As of June 30, 2017, S&P Global Ratings-adjusted debt for Metinvest was $2.95 
billion. We also include in our measure of adjusted debt $276 million of 
defined benefit pension obligations, $115 million of trade receivables sold, 
$54 million of asset retirement obligations, trade finance, and other debt 
(leasing and export credit agency financing). We exclude the shareholder loan 
of $443 million in our adjusted debt calculation, since this is subordinated, 
has no ongoing debt service requirements, and matures after other debt 
obligations.

The stable outlook reflects our base-case expectation that Metinvest will be 
able to improve and sustain higher margins in 2017 and thereafter, from a low 
base in 2015. We expect high planned capex to constrain free operating cash 
flow generation over the same period, however.
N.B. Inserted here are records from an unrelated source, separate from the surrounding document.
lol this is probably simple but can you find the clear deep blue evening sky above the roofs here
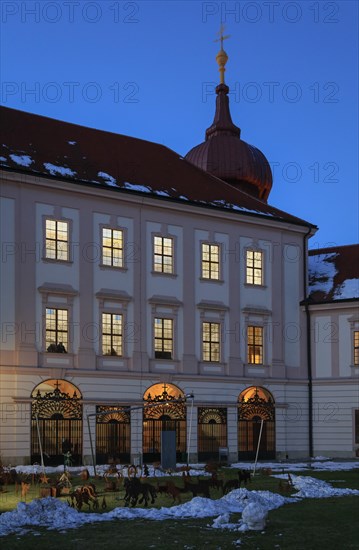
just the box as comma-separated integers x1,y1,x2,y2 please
0,0,359,248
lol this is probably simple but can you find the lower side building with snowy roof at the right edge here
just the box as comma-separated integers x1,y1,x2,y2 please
305,245,359,457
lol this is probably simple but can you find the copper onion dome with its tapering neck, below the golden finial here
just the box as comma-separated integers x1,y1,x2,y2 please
185,83,272,201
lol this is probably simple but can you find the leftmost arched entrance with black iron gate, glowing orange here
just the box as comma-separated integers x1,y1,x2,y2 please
31,380,82,466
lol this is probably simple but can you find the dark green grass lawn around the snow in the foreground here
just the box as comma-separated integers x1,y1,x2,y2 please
0,469,359,550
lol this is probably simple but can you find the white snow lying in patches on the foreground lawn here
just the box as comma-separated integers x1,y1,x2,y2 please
0,457,359,545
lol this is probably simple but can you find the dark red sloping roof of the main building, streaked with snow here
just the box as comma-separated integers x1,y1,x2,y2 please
0,107,315,228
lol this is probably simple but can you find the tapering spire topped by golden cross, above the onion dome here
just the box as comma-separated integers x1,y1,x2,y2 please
206,25,241,140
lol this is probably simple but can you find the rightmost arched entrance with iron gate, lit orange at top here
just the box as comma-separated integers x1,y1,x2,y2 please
238,386,275,460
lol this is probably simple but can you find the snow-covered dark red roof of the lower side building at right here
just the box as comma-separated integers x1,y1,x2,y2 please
308,245,359,302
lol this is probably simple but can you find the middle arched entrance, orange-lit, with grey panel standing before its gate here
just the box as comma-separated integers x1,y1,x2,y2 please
143,383,186,462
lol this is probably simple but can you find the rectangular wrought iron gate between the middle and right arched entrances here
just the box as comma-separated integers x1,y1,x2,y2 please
198,407,227,460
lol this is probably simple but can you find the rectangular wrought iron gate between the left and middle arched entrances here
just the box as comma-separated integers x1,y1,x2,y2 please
96,405,131,464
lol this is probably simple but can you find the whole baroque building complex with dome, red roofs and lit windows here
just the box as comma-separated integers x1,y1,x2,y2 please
0,41,359,464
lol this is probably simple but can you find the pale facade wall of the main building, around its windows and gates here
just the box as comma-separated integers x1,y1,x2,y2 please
0,167,320,463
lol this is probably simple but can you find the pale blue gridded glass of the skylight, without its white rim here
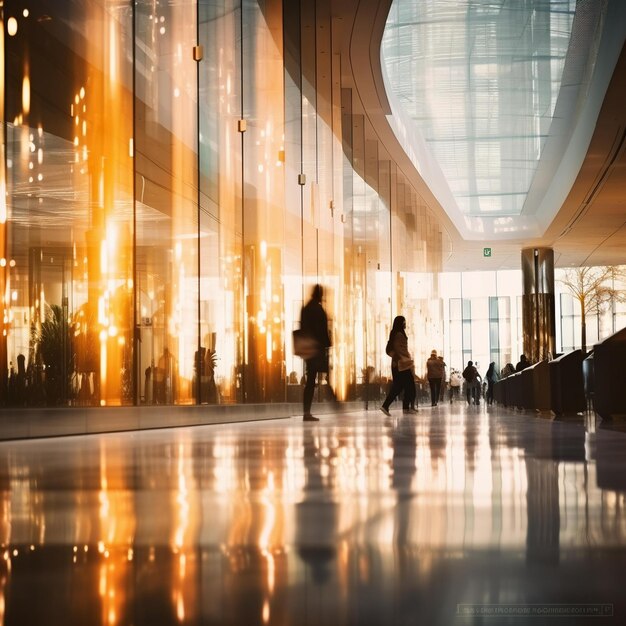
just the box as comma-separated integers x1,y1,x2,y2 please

We also assume that Metinvest 
will maintain adequate liquidity. Furthermore, we take into account that 
Metinvest's majority shareholder SCM will pose no constraint on Metinvest and 
that there will be no further geopolitical risk escalation in Ukraine. The 
rating on Metinvest is currently not constrained by our view of the 
sovereign's creditworthiness.

We expect that the company will maintain adjusted FFO to debt of over 20% 
under normal market conditions and could withstand a weakening to 12% under a 
lower commodity price scenario.

We could lower our rating on Metinvest if its steel margins fail to stabilize 
in 2018, as we expect in our base case, because this would lead to higher 
leverage than we currently forecast. A deterioration in the company's 
liquidity could also lead us to review the rating. Moreover, a weakening of 
the credit profile of the SCM group could squeeze the current 'B-' rating.

Given the debt restructuring and changes in the business in 2017, a potential 
upgrade would hinge on the company demonstrating, over the next 12-18 months, 
operating performance in line with our base case. The credit quality of the 
controlling shareholders and maintenance of sufficiently robust liquidity to 
withstand a sovereign default are also factors we would consider before taking 
a positive rating action.


Bankografo note:

Метінвест і ПУМБ є пов'язаними компаніями, оскільки мають спільного бенефіціара Ахметова Р.Л.